Antes, porém, desse fracasso espetacular, Gonzaga já mostrava sua indisposição com as eventuais arbitrariedades da corte, embora ele mesmo – designado em 1782 para ser ouvidor e procurador dos “defuntos e ausentes” na comarca de Vila Rica – pertencesse aos seus quadros. Foi assim que, movido pelo ideário iluminista e claramente inspirado nas Cartas Persas, de Montesquieu, escreveu as Cartas Chilenas. Em 13 cartas, redigidas em decassílabos brancos, um certo Critilo (Gonzaga) relata ao amigo Doroteu (provavelmente Cláudio Manoel da Costa) os desmandos de um tal Fanfarrão Minésio, general do Chile, que vinha a ser o então governador da capitania de Minas Gerais, Luís da Cunha Meneses.
Nas cartas, Cunha Meneses não escapa da caricatura, recurso típico dos inspiradores franceses de Gonzaga (“Na cabeça vazia se atravessa/ Um chapéu desmarcado, nem sei como/ Sustenta o pobre só do laço o peso?”), nem de ter seu caráter ridicularizado (“Mal se põe nas igrejas, de joelhos,/ Abre os braços em cruz, a terra beija,/ Entorta o seu pescoço, fecha os olhos,/ Faz que chora, suspira, fere o peito,/ E executa outras muitas macaquices”).
Contudo, a sátira serve ao propósito de denunciar, simplesmente, o descumprimento das leis. Pois Gonzaga, afinal, era juiz. Membro de fato da elite intelectual de Vila Rica, valia-se de seu repertório para acusar aquilo que lhe era inviolável: “(…) Mas, amigo,/ De que serve fazer-se o que as leis mandam/ Na terra, que governa um bruto chefe,/ Que não tem outra lei mais que a vontade?”.

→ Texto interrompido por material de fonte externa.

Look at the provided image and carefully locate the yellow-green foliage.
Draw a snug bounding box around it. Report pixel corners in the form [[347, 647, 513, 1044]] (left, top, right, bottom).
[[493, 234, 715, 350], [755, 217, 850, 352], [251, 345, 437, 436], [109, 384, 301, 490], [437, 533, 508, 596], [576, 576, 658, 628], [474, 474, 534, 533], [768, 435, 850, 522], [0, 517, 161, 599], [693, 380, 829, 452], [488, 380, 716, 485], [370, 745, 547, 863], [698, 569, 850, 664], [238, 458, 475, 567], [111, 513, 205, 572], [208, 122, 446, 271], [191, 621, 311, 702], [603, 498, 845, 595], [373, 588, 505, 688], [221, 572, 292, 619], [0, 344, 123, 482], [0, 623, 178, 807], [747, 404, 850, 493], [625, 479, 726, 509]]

É evidente que, na pena de Gonzaga, os deputados são “retos”, as leis do reino são “sábias” e os juízes são “zelosos”. Mas em que medida qualquer relativização desses predicativos invalida uma justa investida contra o autoritarismo de um governante que se mostra disposto a passar por cima da mínima ordem para fazer valer sua vontade? Gonzaga não questiona, nesse momento, a coroa – ao contrário, milita para ver suas regras aplicadas corretamente. Sempre se quis mais dos inconfidentes, mas isso não é suficiente?

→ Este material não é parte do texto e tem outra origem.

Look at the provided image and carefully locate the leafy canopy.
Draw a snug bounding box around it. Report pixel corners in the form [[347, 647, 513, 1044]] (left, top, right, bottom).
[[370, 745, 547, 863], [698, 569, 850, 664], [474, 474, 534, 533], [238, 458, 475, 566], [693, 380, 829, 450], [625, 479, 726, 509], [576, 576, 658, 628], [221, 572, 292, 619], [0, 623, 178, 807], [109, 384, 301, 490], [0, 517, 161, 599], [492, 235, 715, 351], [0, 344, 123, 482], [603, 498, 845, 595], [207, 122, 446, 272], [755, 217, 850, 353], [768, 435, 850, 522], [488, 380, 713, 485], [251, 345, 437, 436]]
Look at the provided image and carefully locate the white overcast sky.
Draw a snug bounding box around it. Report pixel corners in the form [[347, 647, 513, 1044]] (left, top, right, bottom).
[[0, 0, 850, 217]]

Sempre se apontaram, com dedo em riste, interesses escusos nesses iluministas adentrados nas Minas Gerais, como se isso fosse algo surpreendente. Não surpreende mesmo é que, diante disso, o episódio da Inconfidência ainda seja cercado de toda sorte de mistificações. Em vez de compreenderem-na em sua inteireza, abarcando a complexidade dos seus agentes, os entusiastas da revolta total se aproximam, quase sempre, dos métodos autoritários daqueles que antes diziam combater.